Surprisingly, Walgreens has a few new tricks up its sleeve. In fact, there are two major new-world developments in the works.
- Walgreens is poised to become the first retailer to fulfill product orders directly to consumers’ residences by means of airborne drones. Not many retail observers would have predicted that Walgreens would be first off the ground with that capability.
- Secondly, Walgreens will soon start to offer a range of Kroger’s successful private brands for sale in its stores. This is a highly unusual arrangement given that Kroger and Walgreens are to some degree competitors for shoppers’ food dollars.
Let’s take a closer look at these developments, starting with the drones. The drone project is a collaboration between Walgreens and Wing Aviation. Walgreens will supply the product, Wing the aircraft. Wing is an Alphabet company (Google), and is the first drone operator to be certified as an air carrier by the Federal Aviation Administration.
Deliveries will start in upcoming weeks in Christiansburg, VA, which is fewer than 10 miles, as the drone flies, from Virginia Tech where Wing has been developing flight capabilities. It’s a town of about 20,000 residents who live chiefly in single-family houses, many in close proximity. That makes it a pretty good place to pilot the drone project.

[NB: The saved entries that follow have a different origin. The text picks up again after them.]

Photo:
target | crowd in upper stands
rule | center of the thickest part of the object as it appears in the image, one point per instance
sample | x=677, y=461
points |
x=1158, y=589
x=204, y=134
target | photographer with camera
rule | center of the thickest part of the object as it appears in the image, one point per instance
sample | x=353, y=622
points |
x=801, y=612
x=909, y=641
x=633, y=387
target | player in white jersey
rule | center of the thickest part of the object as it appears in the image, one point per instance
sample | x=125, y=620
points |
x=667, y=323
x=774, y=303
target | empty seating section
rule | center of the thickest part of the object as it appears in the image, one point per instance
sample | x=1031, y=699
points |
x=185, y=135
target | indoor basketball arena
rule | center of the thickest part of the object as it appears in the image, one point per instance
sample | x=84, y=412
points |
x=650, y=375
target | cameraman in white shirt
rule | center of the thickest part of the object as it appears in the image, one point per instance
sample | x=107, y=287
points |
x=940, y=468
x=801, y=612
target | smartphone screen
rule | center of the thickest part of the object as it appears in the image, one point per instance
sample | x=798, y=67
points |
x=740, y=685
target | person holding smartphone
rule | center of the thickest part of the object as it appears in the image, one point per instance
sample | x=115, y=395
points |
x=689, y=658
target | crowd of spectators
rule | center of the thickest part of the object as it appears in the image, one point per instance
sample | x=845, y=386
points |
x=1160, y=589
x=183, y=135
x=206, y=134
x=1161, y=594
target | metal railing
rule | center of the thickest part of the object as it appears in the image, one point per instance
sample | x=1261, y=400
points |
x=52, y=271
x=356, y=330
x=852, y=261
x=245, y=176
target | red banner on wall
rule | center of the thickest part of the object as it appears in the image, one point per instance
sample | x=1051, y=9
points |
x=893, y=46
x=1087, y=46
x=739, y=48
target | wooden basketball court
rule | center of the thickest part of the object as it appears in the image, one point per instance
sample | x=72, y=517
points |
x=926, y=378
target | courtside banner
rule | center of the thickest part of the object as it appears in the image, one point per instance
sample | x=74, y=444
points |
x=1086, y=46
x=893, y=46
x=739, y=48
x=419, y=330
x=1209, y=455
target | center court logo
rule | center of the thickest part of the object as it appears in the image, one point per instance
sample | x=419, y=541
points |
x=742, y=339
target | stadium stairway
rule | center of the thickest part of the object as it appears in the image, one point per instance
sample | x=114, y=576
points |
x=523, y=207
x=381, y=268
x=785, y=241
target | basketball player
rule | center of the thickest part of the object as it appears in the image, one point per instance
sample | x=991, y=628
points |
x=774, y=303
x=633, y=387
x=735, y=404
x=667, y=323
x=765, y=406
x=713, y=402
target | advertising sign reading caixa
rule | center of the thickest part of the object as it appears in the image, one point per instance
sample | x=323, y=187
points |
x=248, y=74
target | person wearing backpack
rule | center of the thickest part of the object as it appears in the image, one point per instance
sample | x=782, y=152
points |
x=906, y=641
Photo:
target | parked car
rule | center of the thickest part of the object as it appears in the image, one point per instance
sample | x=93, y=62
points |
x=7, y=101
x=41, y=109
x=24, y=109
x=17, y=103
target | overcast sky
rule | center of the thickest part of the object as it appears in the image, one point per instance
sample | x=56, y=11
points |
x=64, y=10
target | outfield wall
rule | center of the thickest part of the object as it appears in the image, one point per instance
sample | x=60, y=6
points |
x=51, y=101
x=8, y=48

Customers interested in drone delivery must sign up for the program. Product orders will be placed by selecting a range of more than 100 SKUs, or six “convenience packs” of themed product such as baby, cough and cold, kids, allergy and so on, from the Wing app. It’s expected that orders will be fulfilled within minutes of order placement. Imagine what this can do to serve mothers with sick children, people with disabilities and elder care customers who have limited mobility. Prescriptions won’t be fulfilled by airborne means. This is a major experiment and if it’s successful, it will accelerate drone deliveries — by quite a few companies.
The Kroger Connection
In the meanwhile, here’s a look at the Walgreens-Kroger product experiment. Walgreens and Kroger will soon offer a sizable selection of Kroger’s private brands at 35 Walgreens stores in the Knoxville, TN area. Mirroring that offer, a selection of Walgreens’ private brand health and beauty products will be offered at 17 Kroger supermarkets in the area.
This arrangement is especially dramatic for Walgreens because in some locations it will include fresh meat, produce and frozens along with the expected range of shelf-stable products. In all, more than 2,000 grocery items will be available at some Walgreens locations. Additionally, at some locations, customers will be able to pick up orders placed online with Kroger at Walgreens’ curbside area.
This obviously puts Walgreens fully into the food-retailing business. The Walgreens stores probably won’t offer enough product to become the sole food-shopping destination for most food shoppers, yet it will be useful to many for fill-in purchases on occasions when a full supermarket trip isn’t warranted.
In effect, Walgreens will become a small supermarket.
As for Kroger, it could be argued that it will cannibalize its own foot traffic by propping up the food selection at Walgreens, and doubtless that will happen to some degree. Yet, it might prove to be worth the risk by placing the Kroger name and product selection in front of many additional customers and getting them familiar with the products. The same benefit is possible for Walgreens through placement of its products in Kroger stores.
Moreover, the Tennessee experiment enlarges a small pilot project with a few of the same features that has run for nearly a year in northern Kentucky, so one can assume it’s working out for all concerned.
The Bigger Picture
Finally, what does this all mean for other forms of retailing? Most important is that it shows that large-scale heritage companies can change up their models and use radical thinking to remain relevant and competitive. After all, Walgreens is the quintessential heritage company. It’s more than 100 years old with nearly 9,600 stores in the 50 states, not to mention its global presence by way of the Walgreens Boots Alliance. Age aside, we see Walgreens tinkering with drones and making major changes in its product alignment by way of the Kroger partnership.
Similarly, Kroger is a large-scale heritage company that’s also more than 100 years old. It has around 3,000 stores, most of them full-line supermarkets. Indeed, Kroger is the largest supermarket operator in the nation. But none of that weight is preventing it from being nimble enough to realign for the future.
The advantage both these companies has is pretty deep pockets and a lot of expertise and vision. But they’re not the only heritage companies with those attributes. Both brands are good examples of reinvention and re-engineering to meet the needs of customers that demand convenience, innovation and personalized services. Those mandates work across all retail categories and leadership should take a page from Kroger’s and Walgreens’ playbook to anticipate market shifts and customer needs.